Suicide du Pr Barrat : deux médecins devant la chambre disciplinaire pour violation du secret médical

Paris, le mercredi 4 décembre 2019 - Deux professeurs de médecine sont accusés d’avoir violé le secret médical en révélant l’état de santé d’un collègue après son suicide. Suite à l’échec de la séance de conciliation, ils passeront devant la chambre disciplinaire du conseil de l’Ordre.

Le 3 février 2019, le professeur Christophe Barrat, chirurgien digestif, se donnait la mort en se défenestrant depuis un bâtiment de l’hôpital Avicenne à Bobigny. Le lendemain, dans un communiqué interne destiné aux personnels du groupe Hôpitaux Universitaires Paris-Seine-Saint-Denis (GHU 93) au sein duquel la victime exerçait, deux de ses collègues, les professeurs Yves Cohen et Nathalie Charnaux, ainsi que le directeur de l’hôpital Avicenne, Didier Frandji, expliquaient que le chirurgien s’était donné la mort en raison du cancer qui le rongeait. Une tumeur de la parotide lui avait en effet été diagnostiquée et le docteur Barrat s’apprêtait à commencer une nouvelle cure de chimiothérapie au moment de son suicide.

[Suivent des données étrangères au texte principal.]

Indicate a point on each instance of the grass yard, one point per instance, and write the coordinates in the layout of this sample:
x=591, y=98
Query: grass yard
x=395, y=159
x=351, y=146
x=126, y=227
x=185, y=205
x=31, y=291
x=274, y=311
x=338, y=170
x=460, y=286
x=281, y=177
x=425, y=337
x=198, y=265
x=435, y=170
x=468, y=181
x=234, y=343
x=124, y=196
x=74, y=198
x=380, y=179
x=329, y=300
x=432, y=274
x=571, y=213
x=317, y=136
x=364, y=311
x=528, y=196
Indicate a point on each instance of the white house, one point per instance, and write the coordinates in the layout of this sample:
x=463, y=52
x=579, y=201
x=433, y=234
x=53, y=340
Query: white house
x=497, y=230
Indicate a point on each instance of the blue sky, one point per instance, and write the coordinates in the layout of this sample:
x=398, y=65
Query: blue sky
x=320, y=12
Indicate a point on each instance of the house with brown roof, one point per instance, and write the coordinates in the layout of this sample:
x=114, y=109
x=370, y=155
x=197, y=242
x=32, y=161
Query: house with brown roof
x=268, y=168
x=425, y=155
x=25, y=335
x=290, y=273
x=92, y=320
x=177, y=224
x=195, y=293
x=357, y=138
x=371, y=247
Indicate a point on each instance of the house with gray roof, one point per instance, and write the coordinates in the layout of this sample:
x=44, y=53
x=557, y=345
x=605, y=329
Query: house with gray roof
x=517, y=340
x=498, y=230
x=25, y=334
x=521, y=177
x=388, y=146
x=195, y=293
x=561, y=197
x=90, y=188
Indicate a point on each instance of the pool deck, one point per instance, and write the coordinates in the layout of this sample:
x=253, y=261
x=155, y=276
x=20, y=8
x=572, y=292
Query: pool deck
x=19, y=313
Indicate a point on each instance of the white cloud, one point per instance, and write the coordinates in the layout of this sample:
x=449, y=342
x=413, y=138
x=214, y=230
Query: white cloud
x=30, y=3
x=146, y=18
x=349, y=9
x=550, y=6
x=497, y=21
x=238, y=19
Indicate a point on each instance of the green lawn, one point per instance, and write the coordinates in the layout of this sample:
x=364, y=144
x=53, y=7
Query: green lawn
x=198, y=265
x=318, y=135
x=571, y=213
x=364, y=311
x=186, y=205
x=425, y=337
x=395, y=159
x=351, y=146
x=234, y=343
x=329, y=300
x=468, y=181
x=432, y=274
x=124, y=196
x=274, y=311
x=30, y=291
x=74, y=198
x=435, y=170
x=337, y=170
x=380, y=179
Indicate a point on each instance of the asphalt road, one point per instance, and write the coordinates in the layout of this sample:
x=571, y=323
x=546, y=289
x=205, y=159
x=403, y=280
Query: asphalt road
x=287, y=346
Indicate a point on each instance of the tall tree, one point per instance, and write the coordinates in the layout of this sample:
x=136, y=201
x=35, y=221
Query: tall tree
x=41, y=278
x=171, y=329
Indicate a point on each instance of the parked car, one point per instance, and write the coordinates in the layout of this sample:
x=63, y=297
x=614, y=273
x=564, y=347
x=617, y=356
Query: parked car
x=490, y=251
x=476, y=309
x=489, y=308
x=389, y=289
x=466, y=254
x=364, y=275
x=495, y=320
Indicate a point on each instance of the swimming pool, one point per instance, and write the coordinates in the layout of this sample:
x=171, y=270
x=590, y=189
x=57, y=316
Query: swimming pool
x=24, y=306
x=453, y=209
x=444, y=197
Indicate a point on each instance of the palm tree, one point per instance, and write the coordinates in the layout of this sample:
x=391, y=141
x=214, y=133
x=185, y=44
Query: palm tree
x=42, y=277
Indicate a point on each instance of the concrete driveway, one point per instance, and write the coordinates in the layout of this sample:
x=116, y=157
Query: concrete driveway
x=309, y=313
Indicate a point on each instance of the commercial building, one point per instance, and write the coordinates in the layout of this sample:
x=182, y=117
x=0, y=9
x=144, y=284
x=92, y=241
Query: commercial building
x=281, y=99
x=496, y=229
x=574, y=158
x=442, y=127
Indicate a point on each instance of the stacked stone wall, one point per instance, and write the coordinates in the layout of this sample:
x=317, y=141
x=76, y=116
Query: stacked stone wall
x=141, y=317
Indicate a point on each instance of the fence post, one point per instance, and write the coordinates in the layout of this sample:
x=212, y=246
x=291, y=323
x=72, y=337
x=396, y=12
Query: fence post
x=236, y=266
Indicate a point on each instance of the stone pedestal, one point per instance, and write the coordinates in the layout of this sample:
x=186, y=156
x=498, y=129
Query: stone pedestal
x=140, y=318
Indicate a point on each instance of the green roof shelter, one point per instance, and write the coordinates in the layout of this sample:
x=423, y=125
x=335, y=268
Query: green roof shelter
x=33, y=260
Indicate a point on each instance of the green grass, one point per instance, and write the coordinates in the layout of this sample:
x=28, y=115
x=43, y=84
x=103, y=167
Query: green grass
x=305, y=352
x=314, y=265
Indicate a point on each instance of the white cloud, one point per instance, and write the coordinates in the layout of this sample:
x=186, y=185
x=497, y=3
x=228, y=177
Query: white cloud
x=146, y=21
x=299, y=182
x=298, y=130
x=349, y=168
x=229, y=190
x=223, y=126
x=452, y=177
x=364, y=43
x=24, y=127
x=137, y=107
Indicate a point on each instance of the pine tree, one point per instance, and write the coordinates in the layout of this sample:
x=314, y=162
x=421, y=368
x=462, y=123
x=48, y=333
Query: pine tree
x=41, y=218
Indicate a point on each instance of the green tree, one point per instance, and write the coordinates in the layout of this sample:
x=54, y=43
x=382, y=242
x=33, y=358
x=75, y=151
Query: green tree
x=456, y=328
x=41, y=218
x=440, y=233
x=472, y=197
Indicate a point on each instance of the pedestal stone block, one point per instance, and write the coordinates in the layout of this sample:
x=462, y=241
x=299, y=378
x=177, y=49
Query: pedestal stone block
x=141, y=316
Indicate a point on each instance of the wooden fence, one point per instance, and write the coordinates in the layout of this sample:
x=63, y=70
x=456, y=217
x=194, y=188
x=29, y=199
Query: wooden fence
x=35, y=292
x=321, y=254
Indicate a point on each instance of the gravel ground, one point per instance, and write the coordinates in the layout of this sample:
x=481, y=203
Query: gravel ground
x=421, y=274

Une violation du secret médical

La révélation, par ses collègues et supérieurs, de l’état de santé de la victime, avait à l’époque beaucoup choqué la communauté médicale. Nombreux sont ceux qui avaient considéré que la direction cherchait ainsi à écarter sa part de responsabilité, alors que ses conditions de travail s’étaient parallèlement beaucoup dégradées. Dès le 6 février, les deux médecins et le directeur se justifiaient, expliquant que la veuve du professeur Barrat les avait autorisés à faire mention de la situation médicale de son mari.

C’est pourtant cette même veuve qui a saisi l’Ordre des médecins de Seine-Saint-Denis afin que les deux médecins auteurs du communiqué soient sanctionnés pour violation du secret médical. Ce mardi, la séance de conciliation entre les parties a échoué et les deux professeurs devront donc passer devant la chambre disciplinaire de l’Ordre de Paris (l’affaire a été délocalisée pour éviter tout conflit d’intérêts). Par ailleurs, une plainte a été déposée contre les médecins et le directeur de l’hôpital auprès du procureur de la République de Bobigny.

Un principe général et absolu

Maitre Romain Graeffy, avocat de la veuve du professeur Barrat, rappelle que le fait qu’elle ait autorisé à révéler l’état de santé de la victime ne déliait pas pour autant les praticiens mis en cause de leur obligation de conserver le secret médical. En effet, le juriste rappelle que selon la jurisprudence, le secret médical ne prend pas fin avec la mort du patient, ne peut être levé ni par le patient ni par ses proches et s’impose à l’égard des autres médecins s’ils ne participent pas aux soins. « Le secret médical est un principe général et absolu » résume l’avocat.